Accelerated approval of Opdivo for SCLC was based on results from CheckMate 032, a Phase I/II clinical trial that enrolled people with limited-stage or extensive-stage SCLC that progressed after platinum chemotherapy. Accelerated approvals are based on earlier results from smaller studies that usually must be confirmed in larger Phase III trials in order for a drug to receive full approval.

CheckMate 032 enrolled 216 patients in six countries. Participants had received at least one prior platinum-based chemotherapy regimen; many had received two or three prior therapies and about a third were resistant to platinum drugs. Seventeen percent were found to be PD-L1 positive, meaning expression on at least 1 percent of cells.

They were treated with Opdivo alone or various combinations of Opdivo and Yervoy (ipilimumab), a CTLA-4 checkpoint blocker. Results were published in The Lancet in 2016.

In that study, the objective response rate, meaning complete or partial tumor shrinkage, was 10 percent among the 98 patients who received Opdivo monotherapy. A Bristol-Myers Squibb press release cited a 12 percent response rate among 109 patients who had used platinum-based chemotherapy and at least one other prior treatment.

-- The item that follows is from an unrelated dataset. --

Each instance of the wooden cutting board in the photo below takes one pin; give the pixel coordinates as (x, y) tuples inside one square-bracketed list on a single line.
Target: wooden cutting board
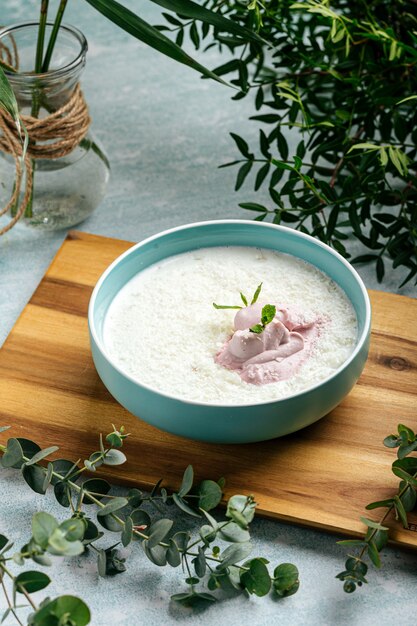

The one-year overall survival rate was 33 percent and the progression-free survival rate, meaning no worsening of disease, was 11 percent, according to the Lancet report. Responses were seen across PD-L1 expression levels. Response rates were higher for those who used Opdivo plus Yervoy, but their numbers were smaller.

Treatment was generally safe and well tolerated. Thirteen percent of people who took Opdivo experienced severe side effects, with higher rates seen in the combination therapy groups, according to the Lancet report. Six percent of patients in the Opdivo monotherapy group stopped therapy due to treatment-related adverse events.

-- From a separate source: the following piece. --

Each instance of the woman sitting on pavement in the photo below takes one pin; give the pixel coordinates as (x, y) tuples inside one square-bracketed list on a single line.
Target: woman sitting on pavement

The major concern with checkpoint inhibitors is immune-related adverse events. These drugs work by restoring immune responses against cancer cells, but they can also take the brakes off the immune system more broadly, leading to excessive inflammation of healthy tissue. The Opdivo product label includes a warning about immune-mediated side effects including pneumonitis (lung inflammation), colitis, hepatitis, kidney problems, endocrine problems, encephalitis (brain inflammation) and skin reactions.

“While immuno-oncology innovations have dramatically changed how oncologists approach certain cancers, we have had limited progress for patients with small cell lung cancer,” Leora Horn, MD, MSc, of Vanderbilt University Medical Center said in a Bristol-Myers Squibb press release. “Today’s approval of nivolumab is particularly exciting considering it is the first checkpoint inhibitor approved for these specific patients, and now we can finally treat this devastating disease from a different angle.”